He needed a grand display of his competence to gain him a voice in the north. To gain himself respect. For without that, the things he cared about, the causes he’d spent his life trying to further—would be without a champion. He’d made a pledge and he meant to keep it. Whatever the cost.
52
Yhalen woke to jarring impact. He lay curled in a small space and crowded in upon by bundles, sacks and thick squares of canvas, and stared in wide-eyed incomprehension up at the dim canopy of trees overhead. Voices whispered in consternation from beyond his line of vision, rising louder in argument. The surface he lay upon was tilted, and he was pressed against the rough wooden grate of what might have been the back of a cart. His body throbbed. Dull and constant, the pain came in stabbing waves from his arm to his back from some undefined spot inside his skull—but it wasn’t always sharp. Sometimes it faded as his awareness did, melting into nothing but an annoying background noise within the echoing reverberation of the blood pumping steadily through his veins.

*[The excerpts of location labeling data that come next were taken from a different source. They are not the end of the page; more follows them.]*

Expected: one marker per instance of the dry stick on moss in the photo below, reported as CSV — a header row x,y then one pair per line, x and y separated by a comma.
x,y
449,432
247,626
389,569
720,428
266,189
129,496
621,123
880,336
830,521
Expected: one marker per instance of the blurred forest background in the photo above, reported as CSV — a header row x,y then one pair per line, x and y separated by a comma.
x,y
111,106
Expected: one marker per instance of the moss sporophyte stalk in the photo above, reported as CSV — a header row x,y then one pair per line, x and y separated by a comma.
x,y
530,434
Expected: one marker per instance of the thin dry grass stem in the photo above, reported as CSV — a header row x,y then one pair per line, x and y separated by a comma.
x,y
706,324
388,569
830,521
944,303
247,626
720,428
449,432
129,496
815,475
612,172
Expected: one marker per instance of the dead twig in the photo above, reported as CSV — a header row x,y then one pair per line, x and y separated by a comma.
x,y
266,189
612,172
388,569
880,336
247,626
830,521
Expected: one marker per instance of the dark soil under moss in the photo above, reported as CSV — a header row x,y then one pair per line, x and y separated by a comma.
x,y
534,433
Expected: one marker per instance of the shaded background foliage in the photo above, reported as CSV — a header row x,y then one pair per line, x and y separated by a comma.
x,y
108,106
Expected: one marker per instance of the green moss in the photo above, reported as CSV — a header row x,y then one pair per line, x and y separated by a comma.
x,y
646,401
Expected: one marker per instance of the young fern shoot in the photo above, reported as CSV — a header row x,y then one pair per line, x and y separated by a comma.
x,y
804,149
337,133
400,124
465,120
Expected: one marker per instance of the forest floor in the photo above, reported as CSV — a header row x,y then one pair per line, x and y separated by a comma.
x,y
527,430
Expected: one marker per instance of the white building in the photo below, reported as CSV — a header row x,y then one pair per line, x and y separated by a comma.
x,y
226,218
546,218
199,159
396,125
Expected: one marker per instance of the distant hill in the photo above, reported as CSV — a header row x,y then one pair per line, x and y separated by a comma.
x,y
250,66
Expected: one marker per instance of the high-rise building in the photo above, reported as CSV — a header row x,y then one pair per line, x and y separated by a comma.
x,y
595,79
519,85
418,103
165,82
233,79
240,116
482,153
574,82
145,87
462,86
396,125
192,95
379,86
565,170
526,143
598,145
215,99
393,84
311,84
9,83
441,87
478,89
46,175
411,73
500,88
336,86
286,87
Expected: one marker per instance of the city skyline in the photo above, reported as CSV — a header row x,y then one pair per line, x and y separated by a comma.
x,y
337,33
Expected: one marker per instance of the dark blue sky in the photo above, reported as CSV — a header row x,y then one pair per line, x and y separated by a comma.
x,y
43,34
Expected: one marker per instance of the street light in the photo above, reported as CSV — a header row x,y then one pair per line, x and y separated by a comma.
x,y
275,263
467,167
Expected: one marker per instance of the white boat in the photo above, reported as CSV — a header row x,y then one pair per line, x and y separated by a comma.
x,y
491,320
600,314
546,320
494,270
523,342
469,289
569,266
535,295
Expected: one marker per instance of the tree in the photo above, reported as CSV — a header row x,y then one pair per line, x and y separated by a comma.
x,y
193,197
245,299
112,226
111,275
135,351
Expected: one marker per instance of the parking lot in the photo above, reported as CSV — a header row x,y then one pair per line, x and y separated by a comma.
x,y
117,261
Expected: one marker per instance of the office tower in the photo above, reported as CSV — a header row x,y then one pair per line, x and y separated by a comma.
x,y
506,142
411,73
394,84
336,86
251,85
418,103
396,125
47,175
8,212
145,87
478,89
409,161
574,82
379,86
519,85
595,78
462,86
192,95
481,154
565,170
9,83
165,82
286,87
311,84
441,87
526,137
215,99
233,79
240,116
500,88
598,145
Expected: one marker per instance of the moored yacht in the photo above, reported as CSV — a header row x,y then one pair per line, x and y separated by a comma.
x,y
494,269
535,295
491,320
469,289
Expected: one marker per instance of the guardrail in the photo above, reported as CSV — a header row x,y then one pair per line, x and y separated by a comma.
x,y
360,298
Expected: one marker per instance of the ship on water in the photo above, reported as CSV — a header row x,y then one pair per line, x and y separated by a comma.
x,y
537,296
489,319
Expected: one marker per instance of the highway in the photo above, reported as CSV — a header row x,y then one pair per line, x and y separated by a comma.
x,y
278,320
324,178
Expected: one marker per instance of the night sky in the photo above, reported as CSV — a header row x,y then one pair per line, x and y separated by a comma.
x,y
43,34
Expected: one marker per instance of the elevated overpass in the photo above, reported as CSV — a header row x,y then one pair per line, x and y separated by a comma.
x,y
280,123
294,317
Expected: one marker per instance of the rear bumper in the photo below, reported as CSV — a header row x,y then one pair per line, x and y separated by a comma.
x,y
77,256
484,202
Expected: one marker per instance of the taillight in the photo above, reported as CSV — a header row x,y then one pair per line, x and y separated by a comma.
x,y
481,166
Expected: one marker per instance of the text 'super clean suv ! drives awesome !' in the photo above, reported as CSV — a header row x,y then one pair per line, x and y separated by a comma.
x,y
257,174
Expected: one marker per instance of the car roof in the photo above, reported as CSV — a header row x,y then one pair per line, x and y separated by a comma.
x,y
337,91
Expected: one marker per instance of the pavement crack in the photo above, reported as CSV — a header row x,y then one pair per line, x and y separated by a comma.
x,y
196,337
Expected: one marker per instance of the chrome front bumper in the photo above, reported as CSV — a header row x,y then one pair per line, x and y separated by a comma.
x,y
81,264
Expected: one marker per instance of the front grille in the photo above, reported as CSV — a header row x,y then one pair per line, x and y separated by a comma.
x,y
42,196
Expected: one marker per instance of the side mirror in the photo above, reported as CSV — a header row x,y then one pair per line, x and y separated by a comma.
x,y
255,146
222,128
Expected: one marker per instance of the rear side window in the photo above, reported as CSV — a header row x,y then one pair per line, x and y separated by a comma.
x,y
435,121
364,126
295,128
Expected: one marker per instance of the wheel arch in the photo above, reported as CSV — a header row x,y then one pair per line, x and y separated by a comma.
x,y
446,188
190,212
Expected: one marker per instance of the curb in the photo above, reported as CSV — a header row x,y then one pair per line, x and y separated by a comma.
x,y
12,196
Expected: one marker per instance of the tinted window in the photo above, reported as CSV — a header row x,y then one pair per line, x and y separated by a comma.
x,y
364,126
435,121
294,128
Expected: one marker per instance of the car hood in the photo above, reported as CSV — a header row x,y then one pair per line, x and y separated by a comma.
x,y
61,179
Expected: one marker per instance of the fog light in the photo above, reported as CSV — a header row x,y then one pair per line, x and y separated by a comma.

That was the extent of his cognizance. Hurt and disorientation. The voices he heard held no meaning. His presence in the back of the cart, amidst the varied supplies, meant nothing. He couldn’t put it together into a cohesive whole. Nor could he do more than shut his eyes and whimper when the dark silhouettes of several bodies heaved the cart out of the rut it had fallen into and got it rolling again. He simply shut his eyes and drifted.
And came out of it again when hands reached for him, gathering him up under the knees and shoulders to lift him out of the space he’d been crammed into. Huge arms and a huge chest that dwarfed him. Vague memories of his father came back to him. Of himself, tiny and crying, having fallen in amongst the thorn thistles—trapped and tearing his skin with every attempt at escape. But Father had come and used his knife to cut Yhalen out, then picked him up and carried him home. He recalled that clearly, and wondered when he’d gotten so small again.
Only it wasn’t Father. Yhalen blinked up into the broad, creased face of a monster. A monster with long silver hair and thick pointed ears and eyes that glowed just a little in the darkness. Other memories came back to him then—of similar faces in the darkness and he cried out hoarsely, trying to struggle away. His resistance was pitiful at best and the monster that carried him didn’t break his stride, but merely curled its massive arms a little tighter to keep Yhalen from twisting out of its grip.
They were approached by a smaller figure out of the darkness. There were a few grunting words exchanged and Yhalen was handed over into arms that were still more powerful than his own by far, but didn’t dwarf him quite so completely.
“Quiet. Or I’ll gag you.”
The words were whispered against the top of his head. Yhalen hadn’t realized he’d been making noise—only now that he concentrated, he thought the sobbing he heard might have issued from his own throat. Not so easy to stifle it when he was lowered to the ground and his back touched the rough bark of a tree. He hissed and clutched at the leather vest of his captor to pull himself forward. Only one arm seemed willing to respond—the other, he noted with alarm, was thickly bound and tied across his chest.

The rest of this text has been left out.